A group of Donald Trump supporters erupted in cheers and shouted racist comments outside an Iowa college stadium on Saturday when a woman tore the sign an anti-Trump demonstrator was holding in half. [...]
The woman who attacked the sign is from West Des Moines but is not an ISU student, according to the Iowa State Daily. She has since deleted her social media accounts. A moment before she rips the sign, she can be heard in a video saying that she's going to destroy the poster and "vote for white supremacy."
These events
keep happening at
Trump events. Whether they don't happen at the rallies for other Republican candidates because those candidates attract
different supporters or just don't attract as many protesters is unclear, but it keeps happening.
Dallas:
The most enthusiastic applause was for [Trump's] pledge to stop illegal immigration. “It’s a massive problem. We have to stop illegal immigration. We have to do it,” he said to a prolonged standing ovation and chants of “USA!” [...]
As it ended, attendees filing out, mostly white, clashed with 200 or so lingering protesters, mostly black and Hispanic. Police intervened in several heated exchanges, including some involving members of the Black Lives Matter movement. “Blue lives matter,” chanted several young Trump supporters.
It seems clear that Trump has sewn up the racist vote. There's no debate over that, and it's tough news for Ted Cruz especially, who tried to run as the xenophobic anti-immigrant candidate but was never able to seal the deal for reasons I'll leave you to suss out on your own. But Trump hasn't just sewn up that vote, he's emboldened the Republican Party's unapologetic racists to a degree that hasn't been seen in decades. These are the people that the party usually courts with dog whistles, but the rise of the tea party and politicians like Steve King have sent them completely off the rails. They don't want the subtle approach. They want to get in a brown person's face and let them know exactly what they think of them.
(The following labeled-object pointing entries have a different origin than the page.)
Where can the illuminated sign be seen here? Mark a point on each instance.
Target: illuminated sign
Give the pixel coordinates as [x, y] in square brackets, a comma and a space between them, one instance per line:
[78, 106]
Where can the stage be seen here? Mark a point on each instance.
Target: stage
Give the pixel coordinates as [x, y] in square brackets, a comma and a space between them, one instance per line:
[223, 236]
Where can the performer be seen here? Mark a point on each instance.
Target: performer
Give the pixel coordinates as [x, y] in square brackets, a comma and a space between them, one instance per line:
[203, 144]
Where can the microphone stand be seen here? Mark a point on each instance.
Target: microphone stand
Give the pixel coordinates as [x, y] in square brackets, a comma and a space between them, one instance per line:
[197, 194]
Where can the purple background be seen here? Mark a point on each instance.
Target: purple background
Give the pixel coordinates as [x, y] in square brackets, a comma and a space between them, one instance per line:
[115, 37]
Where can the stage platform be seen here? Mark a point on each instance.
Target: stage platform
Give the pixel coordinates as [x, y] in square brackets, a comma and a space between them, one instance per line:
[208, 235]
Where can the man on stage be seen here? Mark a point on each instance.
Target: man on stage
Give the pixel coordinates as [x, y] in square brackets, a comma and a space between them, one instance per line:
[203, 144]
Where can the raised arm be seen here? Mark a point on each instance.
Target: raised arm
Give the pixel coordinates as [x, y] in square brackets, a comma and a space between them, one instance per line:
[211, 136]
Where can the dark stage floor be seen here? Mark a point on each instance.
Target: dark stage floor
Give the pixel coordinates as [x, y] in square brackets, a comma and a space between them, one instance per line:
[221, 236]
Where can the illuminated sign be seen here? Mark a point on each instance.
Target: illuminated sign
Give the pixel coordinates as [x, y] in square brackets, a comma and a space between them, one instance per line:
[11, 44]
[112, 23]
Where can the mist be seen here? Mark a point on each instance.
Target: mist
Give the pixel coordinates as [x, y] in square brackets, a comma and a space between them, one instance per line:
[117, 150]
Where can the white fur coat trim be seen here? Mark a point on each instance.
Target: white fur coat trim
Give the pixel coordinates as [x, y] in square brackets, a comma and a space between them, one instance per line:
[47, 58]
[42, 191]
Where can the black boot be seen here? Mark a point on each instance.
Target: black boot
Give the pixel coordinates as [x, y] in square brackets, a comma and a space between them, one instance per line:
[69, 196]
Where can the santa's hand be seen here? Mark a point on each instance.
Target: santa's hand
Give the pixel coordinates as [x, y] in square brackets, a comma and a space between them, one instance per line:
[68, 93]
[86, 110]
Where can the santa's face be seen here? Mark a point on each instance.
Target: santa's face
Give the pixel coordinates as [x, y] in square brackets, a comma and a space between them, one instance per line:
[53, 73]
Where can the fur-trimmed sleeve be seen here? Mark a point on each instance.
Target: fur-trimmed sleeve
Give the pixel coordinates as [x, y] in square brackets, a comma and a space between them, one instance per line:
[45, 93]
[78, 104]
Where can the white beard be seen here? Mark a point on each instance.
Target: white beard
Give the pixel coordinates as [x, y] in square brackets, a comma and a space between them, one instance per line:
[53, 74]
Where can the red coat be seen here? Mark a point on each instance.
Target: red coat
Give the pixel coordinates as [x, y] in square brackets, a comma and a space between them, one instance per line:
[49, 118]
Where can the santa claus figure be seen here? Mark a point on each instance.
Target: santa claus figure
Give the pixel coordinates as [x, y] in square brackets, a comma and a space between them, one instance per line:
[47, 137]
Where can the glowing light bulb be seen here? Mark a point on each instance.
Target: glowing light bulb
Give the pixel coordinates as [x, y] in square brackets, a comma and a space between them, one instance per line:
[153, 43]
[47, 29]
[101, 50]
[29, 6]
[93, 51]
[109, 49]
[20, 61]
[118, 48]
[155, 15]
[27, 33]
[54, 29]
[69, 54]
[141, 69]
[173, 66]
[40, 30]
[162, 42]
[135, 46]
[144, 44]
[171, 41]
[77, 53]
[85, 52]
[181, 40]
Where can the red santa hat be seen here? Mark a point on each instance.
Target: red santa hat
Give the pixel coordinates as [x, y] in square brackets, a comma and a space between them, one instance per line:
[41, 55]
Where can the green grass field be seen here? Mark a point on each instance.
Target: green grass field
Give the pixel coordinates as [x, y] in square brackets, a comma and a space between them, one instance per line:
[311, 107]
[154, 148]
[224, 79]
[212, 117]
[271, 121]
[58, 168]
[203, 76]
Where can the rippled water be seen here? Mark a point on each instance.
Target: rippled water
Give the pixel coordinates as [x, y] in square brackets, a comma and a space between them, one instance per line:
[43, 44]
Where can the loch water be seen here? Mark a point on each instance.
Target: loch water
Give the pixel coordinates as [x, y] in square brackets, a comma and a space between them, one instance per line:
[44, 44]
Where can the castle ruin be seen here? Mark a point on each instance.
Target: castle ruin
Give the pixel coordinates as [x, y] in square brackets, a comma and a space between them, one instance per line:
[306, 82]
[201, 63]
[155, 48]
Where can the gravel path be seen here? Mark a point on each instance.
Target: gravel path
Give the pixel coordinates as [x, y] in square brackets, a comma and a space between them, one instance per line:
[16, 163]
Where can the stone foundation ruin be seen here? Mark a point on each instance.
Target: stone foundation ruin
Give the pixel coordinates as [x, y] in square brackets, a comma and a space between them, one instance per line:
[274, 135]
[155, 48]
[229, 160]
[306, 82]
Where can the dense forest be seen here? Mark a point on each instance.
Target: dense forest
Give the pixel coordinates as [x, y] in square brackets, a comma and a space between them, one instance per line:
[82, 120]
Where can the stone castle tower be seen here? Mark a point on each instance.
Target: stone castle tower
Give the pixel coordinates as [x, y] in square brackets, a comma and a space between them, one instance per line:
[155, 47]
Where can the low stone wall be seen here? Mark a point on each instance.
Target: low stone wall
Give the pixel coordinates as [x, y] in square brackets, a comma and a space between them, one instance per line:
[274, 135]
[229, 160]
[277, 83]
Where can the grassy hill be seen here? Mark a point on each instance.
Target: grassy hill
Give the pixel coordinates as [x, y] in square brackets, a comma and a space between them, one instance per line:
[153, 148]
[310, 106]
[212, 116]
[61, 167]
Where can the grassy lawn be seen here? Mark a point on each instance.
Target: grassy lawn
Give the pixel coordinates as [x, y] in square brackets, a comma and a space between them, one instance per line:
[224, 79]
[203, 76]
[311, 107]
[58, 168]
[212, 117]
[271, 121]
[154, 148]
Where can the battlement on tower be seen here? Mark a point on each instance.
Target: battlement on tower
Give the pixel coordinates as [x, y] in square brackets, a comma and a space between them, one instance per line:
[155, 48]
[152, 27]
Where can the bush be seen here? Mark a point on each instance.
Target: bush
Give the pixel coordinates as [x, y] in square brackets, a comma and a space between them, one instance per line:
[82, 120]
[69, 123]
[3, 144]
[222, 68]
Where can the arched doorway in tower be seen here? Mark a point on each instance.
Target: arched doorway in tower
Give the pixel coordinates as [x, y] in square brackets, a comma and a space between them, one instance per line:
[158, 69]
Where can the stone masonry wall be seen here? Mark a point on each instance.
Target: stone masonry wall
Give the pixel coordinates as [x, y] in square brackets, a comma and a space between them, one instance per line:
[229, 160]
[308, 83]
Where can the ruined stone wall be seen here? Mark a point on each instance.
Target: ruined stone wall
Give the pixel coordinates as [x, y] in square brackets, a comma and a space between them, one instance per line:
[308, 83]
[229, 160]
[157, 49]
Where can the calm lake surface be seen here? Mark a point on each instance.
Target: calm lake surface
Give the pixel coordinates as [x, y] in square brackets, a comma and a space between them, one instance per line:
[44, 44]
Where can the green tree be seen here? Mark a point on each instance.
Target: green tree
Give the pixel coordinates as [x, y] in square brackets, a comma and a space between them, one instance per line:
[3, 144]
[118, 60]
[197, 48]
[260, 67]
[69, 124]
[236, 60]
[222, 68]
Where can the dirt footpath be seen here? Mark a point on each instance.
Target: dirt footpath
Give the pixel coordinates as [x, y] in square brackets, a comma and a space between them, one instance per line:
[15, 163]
The big electoral question is how large a percentage of the party that represents. We know that it is substantial: we can use the recent poll revealing that 43 percent of Republicans still believe President Obama is a secret Muslim as indication that at least 43 percent of the party is either racist or at least willing to believe racism-based, racist-originated conspiracy theories. That is a huge number of people—all primed for exactly what Trump is selling. One can charitably assume Trump has plenty of supporters who are not racists, but attracted to him either through his celebrity status or, ahem, other "ideas"; given that it's not at all hard to see a path to the Republican nomination.
Which sets up an astonishing general election between a campaign predicated on open anti-immigrant xenophobia supported by America's loudest, most extremist racist elements and, well, anyone who is alarmed by that. The entire nation has been waiting for the outrageous thing out of Donald Trump's mouth that would finally put an end to his bizarre, openly narcissistic, almost entirely contentless campaign. It hasn't happened yet. Every extremist thing he says, whether openly racist or openly misogynist or whether it is based on absolute ignorance of foreign policy, law, or what have you, only makes the base like him more.
Even Republican Party leaders have to be beside themselves with worry over that. One would hope, anyway. It's also possible that so long as it allows the party to win, they'll be fine with it.